“O God—and I got a cramp in my back, and my neck’s gone to sleep!” groaned Old Jimmie, leaning forward on his cane. “Daughter, dear”— plaintively to Maggie—“what is the crazy gentleman doing to me?”
“It’s an awful smear, father.” Maggie spoke slightingly, but with a tone of doubt. It was not the sort of picture that eighteen has been taught to like—yet the picture did possess an intangible something that provoked doubt as to its quality. “You sure do look one old burglar!”
“Not a cheap burglar?”—hopefully.
“Naw!” exploded the man at the easel in his big voice, first taking the brushes from his mouth. “You’re a swell-looking old pirate!—ready to loot the sub-treasury and then scuttle the old craft with all hands on board! A breathing, speaking, robbing likeness!”
“Maggie’s right, and Nuts’s right,” put in Barney Palmer. “It’s sure a rotten picture, and then again it sure looks like you, Jimmie.”
The smartly dressed Barney—Barney could not keep away from Broadway tailors and haberdashers with their extravagant designs and color schemes—dismissed the insignificant matter of the portrait, and resumed the really important matter which had brought him to her.
“Are you certain, Maggie, that the Duchess hasn’t heard from Larry?”
“If she has, she hasn’t mentioned it. But why don’t you ask her yourself?”
“I did, but she wouldn’t say a thing. You can’t get a word out of the Duchess with a jimmy, unless she wants to talk—and she never wants to talk.” He turned his sharp, narrowly set eyes upon the lean old man. “It’s got me guessing, Jimmie. Larry was due out of Sing Sing yesterday, and we haven’t had a peep from him, and though she won’t talk I’m sure he hasn’t been here to see his grandmother.”
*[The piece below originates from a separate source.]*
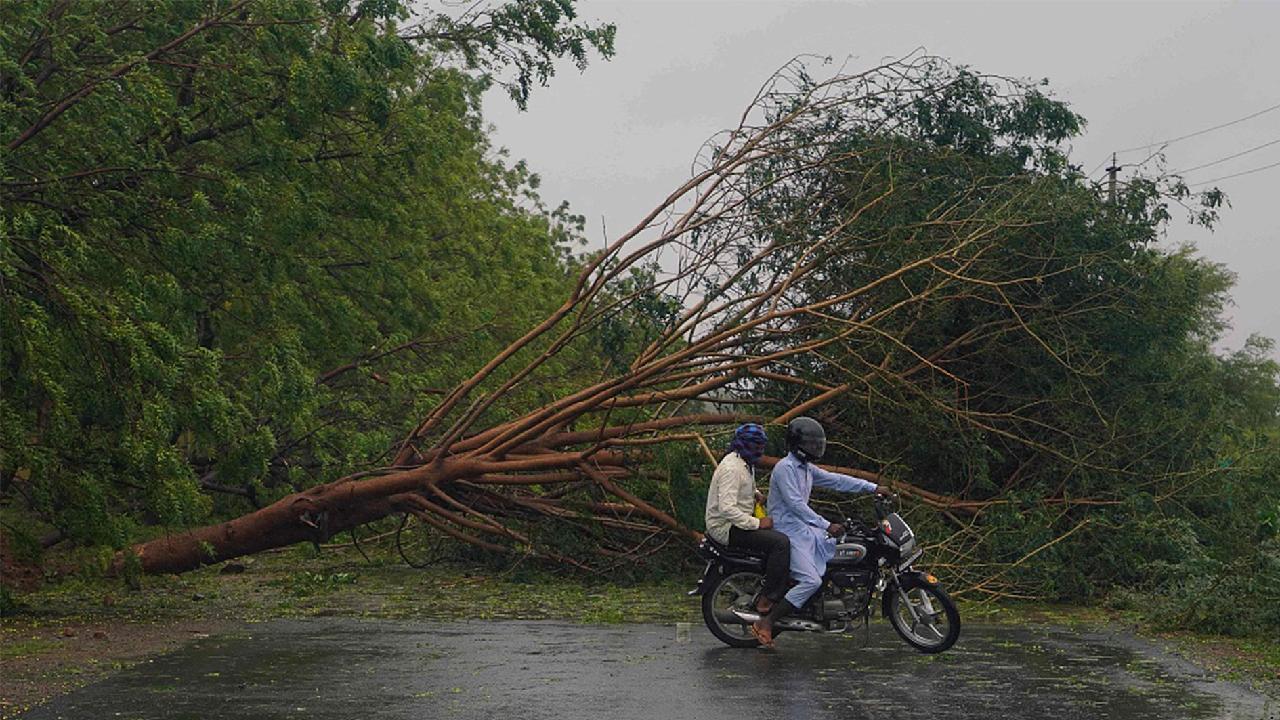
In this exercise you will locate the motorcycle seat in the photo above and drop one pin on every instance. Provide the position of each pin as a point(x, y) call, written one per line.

“Sure is funny,” agreed Old Jimmie. “But mebbe Larry has broke straight into a fresh game and is playing a lone hand. He’s a quick worker, Larry is—and he’s got nerve.”
“Well, whatever’s keeping him we’re tied up till Larry comes.” Barney turned back to Maggie. “I say, sister, how about robing yourself in your raiment of joy and coming with yours truly to a palace of jazz, there to dine and show the populace what real dancing is?”
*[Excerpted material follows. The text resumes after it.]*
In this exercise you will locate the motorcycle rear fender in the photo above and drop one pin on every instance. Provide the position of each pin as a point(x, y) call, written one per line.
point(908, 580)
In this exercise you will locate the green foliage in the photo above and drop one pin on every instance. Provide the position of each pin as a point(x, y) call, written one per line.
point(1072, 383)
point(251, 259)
“Can’t, Barney. Mr. Hunt”—the name given the painter at his original christening—“asked the Duchess and me to have dinner up here. He’s to cook it himself.”
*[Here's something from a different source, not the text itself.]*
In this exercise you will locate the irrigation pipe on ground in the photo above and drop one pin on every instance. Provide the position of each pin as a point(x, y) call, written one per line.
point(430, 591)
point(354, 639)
“For your sake I hope he cooks better than he paints.” And sliding down in his chair until he rested upon a more comfortable vertebra, the elegant Barney lit a monogrammed cigarette, and with idle patience swung his bamboo stick.
“You’re half an hour late, Maggie,” Hunt began at her again in his rumbling voice. “Can’t stand for such a waste of my time!”
“How about my time?” retorted Maggie, who indeed had a grievance. “I was supposed to have the day off, but instead I had to carry that tray of cigarettes around till the last person in the Ritzmore had finished lunch. Anyhow,” she added, “I don’t see that your time’s worth so much when you spend it on such painty messes as these.”